This year’s Emancipation Day activities promise to be another memorable affair with an attractive programme scheduled for Friday, August 1, 2008 at the Bay Street Esplanade, St Michael.
All Barbadians including community and youth groups, religious organisations and churches are being invited to bring their flowers and congregate at Independence Square, the City at 6:30 a.m. for the walk to Bay Street.
This year’s event, held under the theme “Emancipating the Body, Unshackling the Mind: Celebrating Our Beauty,” will focus on those indigenous, cultural icons that have contributed to the process of emancipation and empowerment. The celebrations will also highlight the African influence on many aspects of Barbadian culture.
Among those cultural icons to be featured include gospel artiste Paula Hinds, the Barbados Landship which will celebrate its 145th Anniversary in October this year and the credit union movement. The event will also highlight the many elements which define Barbadian culture such as the visual and performing arts, fashion, architecture and the literary and culinary arts.
The programme at Bay Street, which is produced and directed by Winston Farrell, will feature a potpourri of performances including dance groups, drummers, poets, singers and folk musicians.
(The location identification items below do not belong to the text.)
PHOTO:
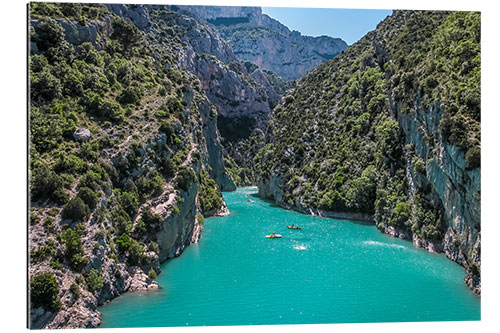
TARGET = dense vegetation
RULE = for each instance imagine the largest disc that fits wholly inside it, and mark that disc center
(114, 123)
(336, 142)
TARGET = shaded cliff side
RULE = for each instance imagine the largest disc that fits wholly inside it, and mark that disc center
(389, 129)
(258, 38)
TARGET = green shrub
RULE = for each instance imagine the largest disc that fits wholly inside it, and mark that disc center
(56, 265)
(185, 176)
(123, 242)
(166, 127)
(167, 167)
(88, 196)
(94, 280)
(75, 290)
(76, 210)
(419, 166)
(127, 34)
(49, 34)
(91, 180)
(131, 95)
(45, 86)
(44, 291)
(121, 220)
(43, 252)
(135, 253)
(129, 202)
(73, 248)
(209, 194)
(45, 183)
(473, 157)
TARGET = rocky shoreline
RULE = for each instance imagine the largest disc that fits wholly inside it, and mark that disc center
(270, 189)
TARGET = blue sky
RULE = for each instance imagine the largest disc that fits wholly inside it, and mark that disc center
(348, 24)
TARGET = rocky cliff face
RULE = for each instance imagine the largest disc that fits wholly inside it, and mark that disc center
(454, 187)
(382, 132)
(122, 181)
(266, 42)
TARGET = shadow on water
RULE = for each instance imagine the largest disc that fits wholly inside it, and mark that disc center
(273, 204)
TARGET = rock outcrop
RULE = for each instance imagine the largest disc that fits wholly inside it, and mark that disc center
(266, 42)
(377, 131)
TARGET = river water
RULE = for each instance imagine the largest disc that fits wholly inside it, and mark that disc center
(331, 271)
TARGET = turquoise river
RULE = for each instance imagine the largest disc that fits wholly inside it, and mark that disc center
(331, 271)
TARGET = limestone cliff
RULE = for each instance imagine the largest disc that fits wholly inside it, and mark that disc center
(125, 158)
(385, 132)
(266, 42)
It will be divided into three segments: “An Act of Slavery”, “From Emancipation to Independence” and “The Final Ritual”. Performers will include Tony “Commander” Grazette who will be giving a rendition of his song “Slavery Done”. There will also be an artistic piece by Dancin’ Africa and dramatic skits highlighting this country’s journey to emancipation.
Prime Minister, David Thompson, is scheduled to deliver remarks during the Rally at Bay Street.
Following the official ceremony, a new attraction, the African Caribbean Emancipation Village, coordinated by the Commission for Pan African Affairs, will be set up along Bay Street, giving vendors an opportunity to display their art, clothes, jewelry and craft for members of the public. The village will also ‘come alive’ with musical performances, a fashion presentation and the return of the Griot. An exhibition entitled “Goré Island” will be on display in Bay Street. “Goré Island” is situated off the coast of Senegal and was the place where slaves were housed before being transported to the New World.
The Walk and Rally events are highlights of the Season of Emancipation which was launched on April 28 this year with National Heroes Day. The Season runs until August 13. It encompassed African Liberation Day on May 25 and the Day of National Significance on July 26. Other notable dates are Marcus Garvey Day on August 17 and UNESCO Day for the Elimination of Racial Discrimination on August 23. The Crop Over festival is also a critical element of the Season.